The Cedar Mountain Wilderness Area was officially designated by Congress and the President in January 2006 and is the newest wilderness area to be designated in Utah. It encompasses approximately 100,000 acres of public land 50 miles due west of Salt Lake City, just south of Interstate 80. With the mountainous topography and large size of the new Wilderness Area, there are many opportunities to enjoy solitude, wild landscapes, and primitive recreation. From the Wilderness Area visitors can see spectacular views of the Great Salt Lake Desert, Skull Valley, and the Stansbury Mountains. The more distant Deep Creek Mountains, Bonneville Salt Flats, Pilot Mountains, and the remote Newfoundland Mountains can also be viewed from higher elevations.
The Cedar Mountain Wilderness provides visitors with an excellent example of the Great Basin ecosystem that stretches from the Wasatch Front in Utah to the Sierra Nevada Mountains in California. This arid desert mountain range forms the western boundary of Skull Valley and got its name from the area's juniper trees which are sometimes referred to as cedars. Vegetation in the Cedar Mountains transitions rapidly from Great Basin salt desert shrub covered plains at 4,600 feet to sagebrush/juniper woodlands and native bunch grasses at elevations over 6,000 feet. Topography generally consists of flat plains and benches that rise rapidly to higher elevations characterized by rounded slopes and shallow canyons. Maximum elevation is 7700 feet. The wilderness area is long and narrow, running north to south for 32 miles along the length of the Cedar Mountains with a maximum width of only 7 miles. There are natural springs that support both native wildlife, livestock, and wild horses.

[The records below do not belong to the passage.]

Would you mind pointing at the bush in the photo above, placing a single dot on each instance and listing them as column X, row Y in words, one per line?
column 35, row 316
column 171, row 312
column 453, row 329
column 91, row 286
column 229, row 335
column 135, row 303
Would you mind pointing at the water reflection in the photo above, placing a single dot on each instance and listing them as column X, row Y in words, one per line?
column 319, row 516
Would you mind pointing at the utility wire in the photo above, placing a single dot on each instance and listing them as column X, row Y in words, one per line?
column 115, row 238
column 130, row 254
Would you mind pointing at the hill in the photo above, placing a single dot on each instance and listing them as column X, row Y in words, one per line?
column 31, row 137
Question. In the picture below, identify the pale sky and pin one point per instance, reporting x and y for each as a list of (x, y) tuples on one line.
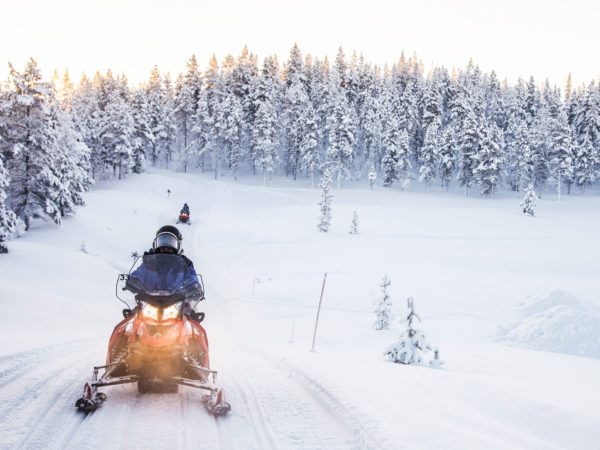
[(546, 39)]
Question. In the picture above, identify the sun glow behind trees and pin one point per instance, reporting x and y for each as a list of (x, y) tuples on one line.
[(298, 119)]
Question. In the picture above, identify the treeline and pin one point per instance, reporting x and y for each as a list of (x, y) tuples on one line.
[(362, 122)]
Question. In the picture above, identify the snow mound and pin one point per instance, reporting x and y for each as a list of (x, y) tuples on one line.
[(542, 302), (558, 322)]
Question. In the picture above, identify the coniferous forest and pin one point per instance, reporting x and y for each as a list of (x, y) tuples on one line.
[(391, 126)]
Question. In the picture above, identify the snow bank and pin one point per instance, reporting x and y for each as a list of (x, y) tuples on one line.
[(556, 321)]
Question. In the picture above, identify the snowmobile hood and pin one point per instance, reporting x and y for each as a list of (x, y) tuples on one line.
[(163, 279)]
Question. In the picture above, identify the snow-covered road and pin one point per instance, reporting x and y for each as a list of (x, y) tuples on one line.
[(263, 265)]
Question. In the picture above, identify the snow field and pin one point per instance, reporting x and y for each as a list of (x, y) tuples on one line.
[(466, 261)]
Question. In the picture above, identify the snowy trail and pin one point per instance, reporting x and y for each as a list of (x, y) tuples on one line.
[(256, 249), (271, 409)]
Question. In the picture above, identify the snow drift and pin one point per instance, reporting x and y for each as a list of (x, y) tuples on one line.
[(556, 321)]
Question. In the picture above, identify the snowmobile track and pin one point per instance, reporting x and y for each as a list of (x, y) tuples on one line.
[(13, 367), (257, 414)]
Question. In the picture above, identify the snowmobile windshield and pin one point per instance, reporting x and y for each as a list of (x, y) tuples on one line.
[(164, 279), (166, 240)]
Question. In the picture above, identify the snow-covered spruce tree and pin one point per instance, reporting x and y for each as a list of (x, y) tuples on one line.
[(325, 203), (521, 159), (187, 93), (561, 150), (383, 307), (404, 165), (202, 135), (528, 203), (231, 130), (28, 144), (341, 127), (447, 156), (9, 224), (71, 163), (372, 176), (468, 139), (429, 155), (586, 158), (371, 127), (309, 142), (266, 123), (354, 224), (490, 160), (295, 101), (412, 345)]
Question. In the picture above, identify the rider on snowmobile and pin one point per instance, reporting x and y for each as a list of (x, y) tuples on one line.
[(165, 272)]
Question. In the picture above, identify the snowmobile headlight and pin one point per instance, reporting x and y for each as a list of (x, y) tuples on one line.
[(150, 312), (170, 312)]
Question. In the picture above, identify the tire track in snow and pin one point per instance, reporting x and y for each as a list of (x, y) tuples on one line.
[(42, 399), (14, 366)]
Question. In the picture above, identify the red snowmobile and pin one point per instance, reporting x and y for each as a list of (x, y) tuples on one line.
[(159, 345), (184, 218)]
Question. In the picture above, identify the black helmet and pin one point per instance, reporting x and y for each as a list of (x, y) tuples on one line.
[(168, 239)]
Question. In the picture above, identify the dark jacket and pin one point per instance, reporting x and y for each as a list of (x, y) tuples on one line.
[(164, 278)]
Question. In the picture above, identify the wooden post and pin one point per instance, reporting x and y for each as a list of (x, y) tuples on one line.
[(318, 312), (293, 328)]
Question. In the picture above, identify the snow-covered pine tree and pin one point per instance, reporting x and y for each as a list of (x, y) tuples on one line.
[(341, 128), (295, 101), (586, 158), (433, 101), (202, 134), (167, 129), (86, 114), (372, 176), (142, 143), (187, 93), (412, 345), (309, 142), (404, 160), (28, 144), (468, 138), (521, 159), (528, 203), (447, 156), (9, 224), (325, 203), (561, 151), (266, 123), (490, 160), (71, 162), (428, 155), (436, 362), (354, 224), (118, 126), (371, 127), (230, 118), (383, 307)]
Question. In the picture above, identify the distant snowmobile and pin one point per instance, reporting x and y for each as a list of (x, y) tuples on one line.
[(184, 214), (160, 344), (184, 218)]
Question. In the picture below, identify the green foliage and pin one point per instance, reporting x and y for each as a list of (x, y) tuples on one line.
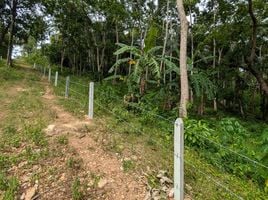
[(36, 135), (128, 165), (263, 155), (10, 187), (62, 140), (196, 133), (150, 40), (74, 163), (37, 58), (76, 190), (202, 84)]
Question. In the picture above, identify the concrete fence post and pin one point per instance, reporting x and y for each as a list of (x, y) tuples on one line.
[(91, 100), (49, 74), (45, 71), (56, 79), (179, 160), (67, 87)]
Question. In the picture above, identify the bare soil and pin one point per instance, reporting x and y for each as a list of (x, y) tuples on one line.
[(113, 183)]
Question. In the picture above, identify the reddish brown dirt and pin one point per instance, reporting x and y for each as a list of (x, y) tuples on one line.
[(114, 184)]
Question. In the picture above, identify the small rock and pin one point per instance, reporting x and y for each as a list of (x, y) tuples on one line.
[(102, 183), (81, 135), (135, 158), (22, 164), (188, 187), (30, 193), (63, 177), (166, 180), (22, 197)]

For centuries the Native Americans lived in and used the Cedar Mountains for hunting and gathering food. The first white European visitors were most likely trappers exploring the area around the Great Salt Lake. The first documented visit occurred with the John C. Fremont expedition sponsored by the U.S. Government in 1845. Lansford W. Hastings would later identify a portion of his shortcut route on the California emigrant trail across the northern portion of the Cedar Mountains, lending his name to Hastings Pass. This was an crucial part of the route of the ill fated Donner–Reed party and it is an important section of the California National Historic Trail. The last water available to pioneer parties before the 80 mile waterless crossing of the Great Salt Lake basin to Donner Spring is located in the Cedar Mountains.
The Cedar Mountains wild horse herd can be found within portions of the wilderness. There are approximately 250 head of wild horses that frequent the area, mainly in the south. This herd is known for its physically large horses and for their beautiful colors. More info on Wild Horses.
Other wildlife found in the Cedar Mountain Wilderness include golden eagles, bald eagles (seasonally), mule deer, pronghorn antelope, ferruginous hawk, Swainson’s hawk, spotted bat, black tail jack rabbit, desert cottontail, bobcat, mountain lion, badgers, and the Skull Valley pocket gopher.